CLI applications with GraalVM Native Image

Published in

graalvm

9 min readNov 13, 2020

GraalVM Native Image technology allows you to compile your applications into native executables. Some of the great benefits you get from it are:

small standalone distribution not requiring a JDK
instant startup
lower memory footprint

Native image is a very exciting way to deploy apps to cloud environments where these benefits determine the actual cost of running your applications.

However there is another class of applications that benefits from the above characteristics — command line apps!

Indeed, a good command line app is truly standalone, not like a docker run some-image standalone which involves downloading the infrastructure and the dependencies of the app just conveniently packaged. That was possible for ages: slap some @Grab annotations on the Groovy code, provide a wrapper to download the JDK, and call it a day. Native image gives you a binary that once you wget it is functional on its own.

A good CLI app starts fast! And if it doesn’t have a lot to do it dies fast too!

GraalVM Native Image precompiles your Java applications into native binaries, which don’t need to perform lots of boot-time initialization, like loading and verifying class files, and have startup times similar to apps written in other native compiled languages: Go, C/C++, etc.

Native executables also don’t need to initialize and allocate memory for the JIT compiler because there is no JIT compiler! Everything is compiled at build time. No JIT compiler means no code caches and no profile data caches which results in lower memory requirements than the same application running on the JVM. Your app will still consume memory for its own data of course, so if there’s a lot of data to process memory usage will grow as necessary but is still configurable with the normal -Xmx and friends command line options.

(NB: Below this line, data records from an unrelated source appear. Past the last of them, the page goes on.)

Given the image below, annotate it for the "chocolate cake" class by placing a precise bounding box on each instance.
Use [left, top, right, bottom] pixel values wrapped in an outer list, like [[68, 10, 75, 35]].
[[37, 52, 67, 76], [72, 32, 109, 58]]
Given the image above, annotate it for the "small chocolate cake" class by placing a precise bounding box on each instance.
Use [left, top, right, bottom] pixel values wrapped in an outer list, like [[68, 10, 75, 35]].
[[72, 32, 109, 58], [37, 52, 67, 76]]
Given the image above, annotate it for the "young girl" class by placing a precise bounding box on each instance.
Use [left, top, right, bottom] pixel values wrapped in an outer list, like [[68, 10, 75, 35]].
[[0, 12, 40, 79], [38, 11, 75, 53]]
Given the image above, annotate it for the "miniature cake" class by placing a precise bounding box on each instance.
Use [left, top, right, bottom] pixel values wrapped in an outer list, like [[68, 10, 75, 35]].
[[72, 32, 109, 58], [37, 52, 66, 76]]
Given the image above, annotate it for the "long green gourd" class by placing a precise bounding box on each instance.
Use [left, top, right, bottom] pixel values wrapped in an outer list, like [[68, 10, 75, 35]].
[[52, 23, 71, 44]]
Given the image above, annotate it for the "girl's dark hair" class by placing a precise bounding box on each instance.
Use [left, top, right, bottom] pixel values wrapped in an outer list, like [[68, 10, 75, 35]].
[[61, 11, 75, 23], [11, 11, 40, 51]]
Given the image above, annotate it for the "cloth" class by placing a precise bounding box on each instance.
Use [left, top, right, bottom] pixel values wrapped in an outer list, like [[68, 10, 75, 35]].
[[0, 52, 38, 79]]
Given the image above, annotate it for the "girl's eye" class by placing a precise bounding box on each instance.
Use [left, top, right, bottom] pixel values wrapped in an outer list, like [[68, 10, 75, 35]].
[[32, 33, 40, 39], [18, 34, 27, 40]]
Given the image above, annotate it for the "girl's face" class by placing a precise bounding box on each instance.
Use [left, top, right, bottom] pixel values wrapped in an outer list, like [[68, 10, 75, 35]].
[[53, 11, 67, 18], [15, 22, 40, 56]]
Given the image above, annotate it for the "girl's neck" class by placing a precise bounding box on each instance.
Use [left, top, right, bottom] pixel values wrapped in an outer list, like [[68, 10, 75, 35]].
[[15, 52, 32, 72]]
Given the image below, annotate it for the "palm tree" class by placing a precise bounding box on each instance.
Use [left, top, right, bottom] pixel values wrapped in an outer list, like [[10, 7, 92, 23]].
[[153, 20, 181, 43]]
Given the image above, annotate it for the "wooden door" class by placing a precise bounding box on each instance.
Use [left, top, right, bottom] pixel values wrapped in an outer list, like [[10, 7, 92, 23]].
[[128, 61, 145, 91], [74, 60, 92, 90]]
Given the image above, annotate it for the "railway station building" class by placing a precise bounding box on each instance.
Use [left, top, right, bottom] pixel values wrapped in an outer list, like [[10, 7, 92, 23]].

All in all, it checks a lot of the boxes for how a good CLI app should be. But in this article I want to explore one more cool feature of GraalVM native image — specifying the default memory requirements at the image build time.

Normally, for a Java application running on the JVM, you need to specify how much memory it can use at runtime. You run it with a command line like java -Xmx4G -jar myApp.jar and know that this application has its heap size limit at 4G. Without the -Xmx option the heap size will be determined by a heuristic, typically based on the total amount of memory available.

When you use GraalVM Native Image to compile your app, you can pre-set the heap size at build time. Let’s look at an example.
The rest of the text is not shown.